Remove the complex git caching/staging process which exists today and make the use of the repo server for git caching for the services that require it (eg: nova-console uses novnc/spice from git) entirely optional.
Implement a playbook which can be used to stage offline installs by downloading all built artifacts (completed, perhaps by a CI job) to the deployment host, then distributing them appropriately.
Simplify the constraints management by implementing the use of –constraints in the following order:
–constraint user-specified-constraints.txt –constraint openstack-ansible-pins.txt –constraint openstack-upper-constraints.txt
This would replace the current method which merges the various constraints into one file, requiring a fair amount of jinja magic because a single file cannot have two constraints and resolve successfully into a single result as we need in our current mechanism.
Implement changes to roles to ensure that the build process and the packages only required when building (dev headers, etc) are only used when a build is being executed. The build packages and the runtime packages will be changed into separate lists so that the runtime environment is only installing the packages it needs.
Ensure that ‘optional’ pip packages are installed into the venv during the build stage, rather than during the install stage.
The build process can remain as-is, continuing to confuse deployers and difficult to maintain.
The build process can be changed to only build and store wheels for packages which are pip installed onto the hosts, and only to build and store the venvs for distribution.
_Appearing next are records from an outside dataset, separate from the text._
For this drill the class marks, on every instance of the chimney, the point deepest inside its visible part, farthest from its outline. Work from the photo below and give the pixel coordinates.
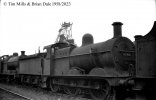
(22, 53)
(117, 29)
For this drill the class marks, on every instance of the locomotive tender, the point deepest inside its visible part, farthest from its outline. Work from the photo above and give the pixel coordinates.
(115, 69)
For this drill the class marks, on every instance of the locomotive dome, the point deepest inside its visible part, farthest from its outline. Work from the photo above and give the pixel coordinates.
(87, 39)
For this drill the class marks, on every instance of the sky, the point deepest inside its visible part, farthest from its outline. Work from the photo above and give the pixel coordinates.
(26, 26)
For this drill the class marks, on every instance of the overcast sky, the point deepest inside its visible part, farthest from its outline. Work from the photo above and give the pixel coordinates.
(28, 26)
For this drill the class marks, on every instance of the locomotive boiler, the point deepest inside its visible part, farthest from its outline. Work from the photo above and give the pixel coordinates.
(115, 55)
(115, 69)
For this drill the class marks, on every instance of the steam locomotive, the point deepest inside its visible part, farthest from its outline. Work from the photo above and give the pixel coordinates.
(116, 69)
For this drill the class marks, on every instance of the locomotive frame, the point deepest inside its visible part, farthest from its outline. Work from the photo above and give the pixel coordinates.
(92, 68)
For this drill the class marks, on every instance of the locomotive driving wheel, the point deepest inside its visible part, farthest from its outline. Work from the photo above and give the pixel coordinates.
(72, 90)
(99, 90)
(53, 87)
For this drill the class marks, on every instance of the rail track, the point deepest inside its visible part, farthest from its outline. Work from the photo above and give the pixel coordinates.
(16, 94)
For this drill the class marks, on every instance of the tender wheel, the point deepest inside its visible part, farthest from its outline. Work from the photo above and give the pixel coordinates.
(53, 87)
(99, 90)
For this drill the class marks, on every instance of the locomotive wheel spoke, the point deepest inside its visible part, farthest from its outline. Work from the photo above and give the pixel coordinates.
(71, 91)
(54, 87)
(101, 93)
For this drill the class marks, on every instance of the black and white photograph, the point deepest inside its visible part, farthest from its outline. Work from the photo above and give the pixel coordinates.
(77, 49)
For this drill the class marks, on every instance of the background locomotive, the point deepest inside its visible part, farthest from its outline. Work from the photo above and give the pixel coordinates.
(112, 70)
Playbooks will be added to cater for the build process and the staging process. The roles will be adjusted to properly separate out the build tasks and the distro packages to install for the build (versus those required when using pre-built wheels).
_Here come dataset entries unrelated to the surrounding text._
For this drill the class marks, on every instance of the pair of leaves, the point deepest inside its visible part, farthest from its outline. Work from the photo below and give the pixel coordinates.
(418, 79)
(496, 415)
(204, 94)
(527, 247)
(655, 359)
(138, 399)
Care will be taken to ensure that upgrades happen as they do today.
The security posture should be improved by the reduction of packages installed onto hosts and containers when a full set of artifacts are built.
The performance of the deployment should be improved due to the reduction in time taken to deploy with pre-built packages if a full set of artifacts are built.
End user impact¶
There is no end-user impact for consumers of an OpenStack cloud, except perhaps that upgrades will be quicker to execute, thus resulting in reduced maintenance slot requirements.
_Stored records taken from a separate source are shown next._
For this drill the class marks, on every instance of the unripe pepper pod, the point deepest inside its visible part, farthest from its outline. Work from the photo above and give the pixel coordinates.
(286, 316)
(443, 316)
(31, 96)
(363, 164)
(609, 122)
As deployments and upgrades will be quicker to execute, deployers will be able to execute them in shorter maintenance slots.
Deployers will need to understand how better to utilise the CI process to prepare the required artifacts to speed up deployments.
As the build process will be integrated into the roles, it will be easier to understand how it works and what it does.
This spec will be implemented in partnership with https://blueprints.launchpad.net/openstack-ansible/+spec/deployment-stages
- Primary assignee:
Each of the roles implemented in the default AIO will be worked through in sequence to re-arrange and optimise based on this workflow. The work items are not being detailed here but will be reflected in gerrit through the blueprint’s topic and will be visible in launchpad.
As this process matures, it may be simpler to use the integrated build for all role testing instead of having two seperate test implementations. This reduces technical debt for the project.
This work will need to include documentation updates which describe the new way that deployments can be implemented using full artifact builds and how to implement offline installs.